Entities from third countries, like acceding countries, candidate countries and potential candidates benefiting from a pre-accession strategy, neighbouring countries and the countries which, have a bilateral agreement with the European Union, in accordance with Article 6 of Regulation (EU) No 282/2014 on the establishment of a third Health Programme for the Union’s action in the field of health (2014-2020) can also participate, provided that the necessary agreements are in place.

Currently, none of the above mentioned third countries has signed the necessary agreements to be considered as eligible for funding under the current Call for proposals for projects.

However, collaboration with the above third countries not participating in the Programme should be facilitated. This should not involve funding from the Programme. Nevertheless, travel and subsistence expenses for experts invited from or travelling to such countries can be considered eligible costs in duly justified, exceptional cases, where this directly contributes to the objectives of the Programme.

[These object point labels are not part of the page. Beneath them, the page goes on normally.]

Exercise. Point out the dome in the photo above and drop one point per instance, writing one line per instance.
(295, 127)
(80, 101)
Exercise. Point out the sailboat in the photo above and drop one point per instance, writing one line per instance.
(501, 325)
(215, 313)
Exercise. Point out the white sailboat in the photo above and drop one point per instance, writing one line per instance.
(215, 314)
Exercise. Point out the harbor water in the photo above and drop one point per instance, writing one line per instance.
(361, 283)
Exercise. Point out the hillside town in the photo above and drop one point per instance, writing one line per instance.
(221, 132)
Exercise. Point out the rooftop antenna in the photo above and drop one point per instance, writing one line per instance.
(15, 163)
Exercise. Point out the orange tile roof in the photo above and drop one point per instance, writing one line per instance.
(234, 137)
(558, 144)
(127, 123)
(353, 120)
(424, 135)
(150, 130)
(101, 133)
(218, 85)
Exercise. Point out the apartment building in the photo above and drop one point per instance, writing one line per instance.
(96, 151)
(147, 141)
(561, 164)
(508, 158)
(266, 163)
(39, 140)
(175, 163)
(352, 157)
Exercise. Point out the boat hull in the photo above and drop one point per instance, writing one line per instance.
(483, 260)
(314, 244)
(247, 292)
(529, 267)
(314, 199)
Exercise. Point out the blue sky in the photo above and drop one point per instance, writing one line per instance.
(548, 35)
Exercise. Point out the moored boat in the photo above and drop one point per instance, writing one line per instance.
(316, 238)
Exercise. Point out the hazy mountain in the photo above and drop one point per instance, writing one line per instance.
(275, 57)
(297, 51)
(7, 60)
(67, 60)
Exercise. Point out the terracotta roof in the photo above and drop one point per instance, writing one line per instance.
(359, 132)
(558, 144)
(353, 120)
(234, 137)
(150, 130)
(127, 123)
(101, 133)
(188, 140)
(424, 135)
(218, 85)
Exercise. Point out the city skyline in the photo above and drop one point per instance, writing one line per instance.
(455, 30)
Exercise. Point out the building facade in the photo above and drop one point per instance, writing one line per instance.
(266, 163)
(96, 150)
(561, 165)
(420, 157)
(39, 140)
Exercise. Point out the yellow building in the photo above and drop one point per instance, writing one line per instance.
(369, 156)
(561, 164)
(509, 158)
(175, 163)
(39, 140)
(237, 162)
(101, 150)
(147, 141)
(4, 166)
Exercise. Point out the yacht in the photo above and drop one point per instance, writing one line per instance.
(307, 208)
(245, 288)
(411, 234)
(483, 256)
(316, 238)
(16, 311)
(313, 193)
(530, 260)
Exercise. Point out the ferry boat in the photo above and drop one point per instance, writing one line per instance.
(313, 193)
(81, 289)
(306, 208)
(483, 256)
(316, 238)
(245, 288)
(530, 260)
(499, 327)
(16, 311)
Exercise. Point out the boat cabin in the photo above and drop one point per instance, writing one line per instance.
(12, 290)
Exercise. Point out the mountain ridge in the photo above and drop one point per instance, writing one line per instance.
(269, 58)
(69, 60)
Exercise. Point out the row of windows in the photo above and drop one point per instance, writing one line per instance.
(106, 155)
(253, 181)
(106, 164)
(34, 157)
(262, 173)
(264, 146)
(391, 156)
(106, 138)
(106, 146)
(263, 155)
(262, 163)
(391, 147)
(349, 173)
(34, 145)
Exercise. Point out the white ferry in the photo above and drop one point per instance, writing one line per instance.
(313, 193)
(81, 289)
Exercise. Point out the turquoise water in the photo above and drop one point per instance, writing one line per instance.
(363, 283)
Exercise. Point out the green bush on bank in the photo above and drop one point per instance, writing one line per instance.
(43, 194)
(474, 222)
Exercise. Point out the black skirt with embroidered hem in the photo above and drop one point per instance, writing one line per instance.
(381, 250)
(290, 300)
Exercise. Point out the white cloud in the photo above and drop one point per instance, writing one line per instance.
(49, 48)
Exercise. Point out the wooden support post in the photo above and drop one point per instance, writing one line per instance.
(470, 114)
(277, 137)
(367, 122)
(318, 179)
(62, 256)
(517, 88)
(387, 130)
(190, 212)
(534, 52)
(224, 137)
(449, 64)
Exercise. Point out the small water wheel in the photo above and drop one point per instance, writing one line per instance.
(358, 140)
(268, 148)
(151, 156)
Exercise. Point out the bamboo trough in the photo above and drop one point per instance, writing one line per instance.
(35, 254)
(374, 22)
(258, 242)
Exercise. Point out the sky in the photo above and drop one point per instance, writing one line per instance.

What does "European added value" mean?

European added value refers to the European dimension of the problem and of the project. Projects funded within the EU Health Programme are expected to contribute to solving problems at the European level, and the expected impact of co-ordinating the work at European level should be greater than the sum of the impacts of national activities. The EU added value of proposals for projects and other funding mechanisms will be assessed by looking at their relation to the existing EU policies in the field of public health and in other policy fields, and by checking whether they do not duplicate actions that can be taken at Member State level. The proposal therefore should have a precise technical dimension, which is then reflected in an appropriate geographical context: countries involved need to bring in specific competencies or target groups or both.

Seven important ways to add "EU value" to an action are the following:

  • Implementing EU legislation with the objective to ensure that legislation is correctly implemented
  • Economies of scale with the objective to save money and to provide better service to citizens;
  • Promotion of best practice with the objective to grant to all citizens the benefit from state of the art best practice and to ensure capacity building where necessary;
  • Benchmarking for decision making with the objective to facilitate evidence based decision making, focusing on real time data available for comparison and on indicators with a real impact on decision making;
  • Cross border threats with the objective to reduce risks and mitigate consequences of health threats;
  • Free movement of persons with the objective to ensure high quality Public Health across EU Member States taking into account patients crossing borders, migration issues and Brain drain - movement of workers across Europe;
  • Networking activities that are a side effect of all other actions.
What kind of funding is relevant for universities?

Universities can apply for project grants and can participate in calls for tenders. Moreover, universities can also be awarded grants for conferences if they are considered public or non-profit making bodies under the law of the Member State where they are established, or for operating grants e.g. as a leader of a network in case they fulfil the criteria in Annex III of the work plan 2014.

Are there Helpdesks in the individual MS where you can get information on the Call?

Yes, in a few countries there are. Please ask your National Focal Point about the situation in your country.